More recently, with friends and colleagues he devised a community version of Dylan Thomas’ Under Milk Wood, reading Voice One, and has researched an illustrated lecture based on his artist father’s life and war diary.
Scrap and Scratch Opera
Scrap Operas video (1989-90).
This is a newly edited 15 minute guide to the process of creating a piece for up to 250 performers in 6 hours flat, from scratch and from scrap.
You will see children with performers such as Rosie Ashe, Andrew Shore, Stewart Copeland, Evelyn Glennie, Jonathan Dove and Bill Oddie get stuck into French Revolution and Rainforest events.
An Artist’s Wartime Diary
Martin’s father, Edmund Nelson (1910-2007), was a portrait painter; he painted among others the historian G M Trevelyan, the writers E M Forster and G B Shaw, and the cricketer C B Fry.

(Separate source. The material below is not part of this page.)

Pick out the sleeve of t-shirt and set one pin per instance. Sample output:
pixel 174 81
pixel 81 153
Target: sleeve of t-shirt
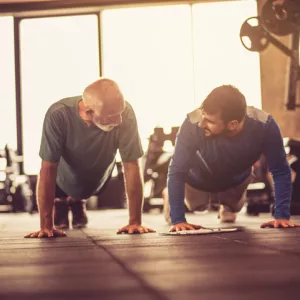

There were many diaries kept during the long convoy journeys of World War Two, but his is exceptional for being illustrated with charming line drawings throughout. It is in the Imperial War Museum archive. The diaries were subject to censorship, but interpreting the sketches allowed Martin, with expert assistance, to track down the details of the convoy.
Under Milk Wood
The community version of this “play for voices” was the opening event for both these community libraries, after they had been closed by Camden Council. We recreated a 1950’s radio studio; the audience provided sound effects and a number of the smaller parts.